L’équation de l’eau est au cœur du développement de l’Algérie qui est formée d’un désert couvrant 90% de sa superficie. Soumise à une pluviométrie capricieuse, elle a, de surcroît, souffert cette année d’un stress hydrique qui a fait baisser le niveau des barrages. D’ailleurs, les coupures d’eau se multiplient depuis des mois et on nous annonce officiellement que les réserves d’eau risquent de s’amenuiser si de nouvelles précipitations ne les renouvellent pas.

Sans eau, la situation générale du pays pourrait compliquer davantage les problèmes que vit la population, déjà survoltée par des tensions politiques depuis deux ans. L’inquiétude de manquer d’eau avait créé, il y a quelques mois, une mini panique dans la capitale à la suite de l’avertissement de Seaal à propos d’une longue perturbation dans l’approvisionnement de la ville en ce liquide vital. Conséquence : en l’espace de deux ou trois jours, la vente de jerrycans, de citernes, de bâches d’eau et de moteurs y avait explosé.

Mue par un devoir de transparence, la compagnie a récidivé un peu plus tard en annonçant un nouveau plan de rationnement mais elle s’est tout de suite ravisée par un autre communiqué. Il est vrai que l’ultimatum précédait de quelques jours le début de la campagne électorale des législatives du 12 juin. L’émotion qu’il a provoqué dans l’opinion juste avant une échéance décisive a failli conduire à une montée d’adrénaline nationale. Et c’est, sagement ou sous l’injonction des autorités, que Seeal a reporté sa décision.

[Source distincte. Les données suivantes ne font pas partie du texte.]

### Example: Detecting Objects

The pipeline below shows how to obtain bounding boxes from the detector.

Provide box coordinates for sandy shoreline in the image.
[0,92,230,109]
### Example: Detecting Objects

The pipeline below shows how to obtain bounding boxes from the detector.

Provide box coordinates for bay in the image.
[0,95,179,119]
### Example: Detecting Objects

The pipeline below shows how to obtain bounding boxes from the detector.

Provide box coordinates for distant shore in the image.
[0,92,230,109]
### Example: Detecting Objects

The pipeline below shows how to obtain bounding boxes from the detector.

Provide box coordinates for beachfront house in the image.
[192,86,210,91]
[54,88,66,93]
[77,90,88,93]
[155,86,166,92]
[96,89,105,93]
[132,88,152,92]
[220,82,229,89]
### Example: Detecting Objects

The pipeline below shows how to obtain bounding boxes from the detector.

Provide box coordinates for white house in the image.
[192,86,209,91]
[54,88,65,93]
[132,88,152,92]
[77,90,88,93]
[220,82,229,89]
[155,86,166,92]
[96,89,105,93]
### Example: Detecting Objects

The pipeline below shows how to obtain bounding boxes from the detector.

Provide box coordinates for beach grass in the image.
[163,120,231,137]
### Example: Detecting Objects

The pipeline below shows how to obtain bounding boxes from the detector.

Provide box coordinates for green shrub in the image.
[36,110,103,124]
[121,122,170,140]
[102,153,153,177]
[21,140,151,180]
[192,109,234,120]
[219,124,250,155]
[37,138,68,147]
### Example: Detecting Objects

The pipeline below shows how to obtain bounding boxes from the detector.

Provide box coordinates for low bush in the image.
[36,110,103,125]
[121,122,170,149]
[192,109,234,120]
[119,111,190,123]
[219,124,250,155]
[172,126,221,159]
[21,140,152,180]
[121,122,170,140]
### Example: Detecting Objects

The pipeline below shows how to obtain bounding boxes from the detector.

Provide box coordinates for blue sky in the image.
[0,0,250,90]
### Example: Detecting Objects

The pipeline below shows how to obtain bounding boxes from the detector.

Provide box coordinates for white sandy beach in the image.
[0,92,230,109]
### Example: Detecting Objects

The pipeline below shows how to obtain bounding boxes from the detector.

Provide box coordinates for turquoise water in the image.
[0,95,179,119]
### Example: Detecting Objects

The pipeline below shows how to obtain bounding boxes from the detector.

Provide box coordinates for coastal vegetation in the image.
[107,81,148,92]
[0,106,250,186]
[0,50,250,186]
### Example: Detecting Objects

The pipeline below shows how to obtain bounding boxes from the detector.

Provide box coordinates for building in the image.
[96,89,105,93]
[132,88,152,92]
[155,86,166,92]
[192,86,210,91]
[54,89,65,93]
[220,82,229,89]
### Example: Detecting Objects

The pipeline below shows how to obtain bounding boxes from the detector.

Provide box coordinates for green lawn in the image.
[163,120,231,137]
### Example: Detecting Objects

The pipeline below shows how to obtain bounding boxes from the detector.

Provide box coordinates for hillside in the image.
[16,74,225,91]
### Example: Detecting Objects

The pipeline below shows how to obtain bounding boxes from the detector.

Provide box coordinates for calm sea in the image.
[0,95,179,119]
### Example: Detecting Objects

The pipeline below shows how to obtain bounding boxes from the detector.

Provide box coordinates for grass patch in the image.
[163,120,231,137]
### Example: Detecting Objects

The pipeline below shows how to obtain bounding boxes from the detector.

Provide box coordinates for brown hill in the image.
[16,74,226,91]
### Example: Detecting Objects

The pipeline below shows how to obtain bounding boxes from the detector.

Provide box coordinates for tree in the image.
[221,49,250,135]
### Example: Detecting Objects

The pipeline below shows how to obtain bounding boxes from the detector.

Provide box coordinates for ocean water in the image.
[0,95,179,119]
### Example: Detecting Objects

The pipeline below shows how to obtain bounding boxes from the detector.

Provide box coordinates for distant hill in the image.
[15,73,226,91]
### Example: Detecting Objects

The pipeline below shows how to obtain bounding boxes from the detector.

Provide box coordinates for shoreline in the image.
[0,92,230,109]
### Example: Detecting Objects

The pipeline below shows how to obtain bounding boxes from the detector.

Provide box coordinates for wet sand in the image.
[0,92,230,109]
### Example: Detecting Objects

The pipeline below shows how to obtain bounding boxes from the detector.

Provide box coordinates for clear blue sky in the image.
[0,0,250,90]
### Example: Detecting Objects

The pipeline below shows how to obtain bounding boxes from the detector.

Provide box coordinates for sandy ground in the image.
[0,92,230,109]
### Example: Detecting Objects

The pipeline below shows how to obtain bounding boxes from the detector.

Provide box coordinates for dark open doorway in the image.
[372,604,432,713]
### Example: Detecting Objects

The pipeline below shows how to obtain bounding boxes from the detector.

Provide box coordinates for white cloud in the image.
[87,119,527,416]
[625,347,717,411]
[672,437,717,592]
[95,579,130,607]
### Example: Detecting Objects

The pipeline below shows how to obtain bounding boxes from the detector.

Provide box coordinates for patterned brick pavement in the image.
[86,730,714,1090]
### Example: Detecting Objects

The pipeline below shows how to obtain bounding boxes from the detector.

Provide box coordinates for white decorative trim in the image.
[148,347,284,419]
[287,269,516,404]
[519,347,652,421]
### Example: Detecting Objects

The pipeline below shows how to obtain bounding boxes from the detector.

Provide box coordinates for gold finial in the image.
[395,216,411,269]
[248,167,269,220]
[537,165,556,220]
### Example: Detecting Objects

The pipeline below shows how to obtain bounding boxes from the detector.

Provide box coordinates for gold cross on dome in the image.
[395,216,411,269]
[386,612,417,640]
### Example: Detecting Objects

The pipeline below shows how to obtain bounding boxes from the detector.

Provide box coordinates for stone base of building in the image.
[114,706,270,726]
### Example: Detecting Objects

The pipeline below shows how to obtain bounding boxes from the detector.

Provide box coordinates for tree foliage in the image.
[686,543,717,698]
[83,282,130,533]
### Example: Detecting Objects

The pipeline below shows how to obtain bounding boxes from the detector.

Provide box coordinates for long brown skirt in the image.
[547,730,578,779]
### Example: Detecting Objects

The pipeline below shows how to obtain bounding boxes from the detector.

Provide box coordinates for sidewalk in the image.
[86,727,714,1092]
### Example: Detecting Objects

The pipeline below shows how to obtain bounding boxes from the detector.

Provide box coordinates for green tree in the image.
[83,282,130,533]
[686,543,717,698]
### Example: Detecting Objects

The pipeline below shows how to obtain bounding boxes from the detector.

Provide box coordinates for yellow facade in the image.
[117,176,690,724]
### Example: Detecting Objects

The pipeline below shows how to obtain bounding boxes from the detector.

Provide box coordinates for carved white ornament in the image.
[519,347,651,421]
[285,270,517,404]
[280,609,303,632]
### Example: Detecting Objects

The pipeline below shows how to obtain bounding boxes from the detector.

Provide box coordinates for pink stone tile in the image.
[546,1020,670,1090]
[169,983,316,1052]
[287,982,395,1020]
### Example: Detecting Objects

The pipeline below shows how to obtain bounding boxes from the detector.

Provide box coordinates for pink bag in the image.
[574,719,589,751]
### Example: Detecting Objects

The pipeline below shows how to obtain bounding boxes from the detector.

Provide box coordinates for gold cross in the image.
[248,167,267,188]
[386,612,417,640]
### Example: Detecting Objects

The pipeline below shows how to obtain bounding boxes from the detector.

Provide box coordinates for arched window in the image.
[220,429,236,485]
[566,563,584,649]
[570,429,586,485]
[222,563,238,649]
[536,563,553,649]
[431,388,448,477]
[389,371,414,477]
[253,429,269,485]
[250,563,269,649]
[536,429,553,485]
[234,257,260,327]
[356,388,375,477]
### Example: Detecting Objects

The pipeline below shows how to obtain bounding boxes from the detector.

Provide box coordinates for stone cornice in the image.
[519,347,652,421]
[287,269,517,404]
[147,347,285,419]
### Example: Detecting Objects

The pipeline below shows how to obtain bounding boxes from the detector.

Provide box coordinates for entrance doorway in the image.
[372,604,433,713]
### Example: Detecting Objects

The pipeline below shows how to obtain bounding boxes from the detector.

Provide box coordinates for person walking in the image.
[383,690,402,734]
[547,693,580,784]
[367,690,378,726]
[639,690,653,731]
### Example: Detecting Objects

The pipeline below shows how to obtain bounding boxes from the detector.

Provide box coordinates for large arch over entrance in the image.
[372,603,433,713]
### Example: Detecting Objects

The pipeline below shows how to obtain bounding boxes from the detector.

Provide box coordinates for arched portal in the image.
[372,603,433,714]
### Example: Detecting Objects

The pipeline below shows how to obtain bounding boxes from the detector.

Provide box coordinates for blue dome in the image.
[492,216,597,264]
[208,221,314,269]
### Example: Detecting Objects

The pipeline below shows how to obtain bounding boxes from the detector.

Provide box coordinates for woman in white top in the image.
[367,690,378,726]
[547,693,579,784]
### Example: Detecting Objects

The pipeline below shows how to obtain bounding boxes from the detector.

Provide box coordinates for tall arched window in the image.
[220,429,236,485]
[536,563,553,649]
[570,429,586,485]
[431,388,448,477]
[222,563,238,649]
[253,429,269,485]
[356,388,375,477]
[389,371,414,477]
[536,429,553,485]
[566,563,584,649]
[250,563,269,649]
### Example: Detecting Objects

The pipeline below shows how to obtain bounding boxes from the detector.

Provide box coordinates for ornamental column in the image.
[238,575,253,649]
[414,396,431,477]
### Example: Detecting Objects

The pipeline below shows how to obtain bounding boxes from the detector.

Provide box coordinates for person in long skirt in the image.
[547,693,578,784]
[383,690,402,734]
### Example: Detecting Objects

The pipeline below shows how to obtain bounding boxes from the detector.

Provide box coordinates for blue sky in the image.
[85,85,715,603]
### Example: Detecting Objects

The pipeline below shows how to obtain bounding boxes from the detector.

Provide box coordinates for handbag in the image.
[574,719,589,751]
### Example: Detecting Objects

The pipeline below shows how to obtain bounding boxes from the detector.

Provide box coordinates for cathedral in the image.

Reporté et non annulé, car la question de l’eau se posera avec plus d’insistance durant les années à venir. Le réchauffement climatique, l’accroissement de la population, l’augmentation des activités industrielles, agricoles et d’élevage en consommeront de plus en plus.

Pour assurer sa sécurité hydrique, l’Algérie a envisagé de nombreuses solutions notamment le dessalement de l’eau de mer. Ce palliatif est cependant énergétivore et polluant. Il nécessite également une maintenance régulière et coûteuse.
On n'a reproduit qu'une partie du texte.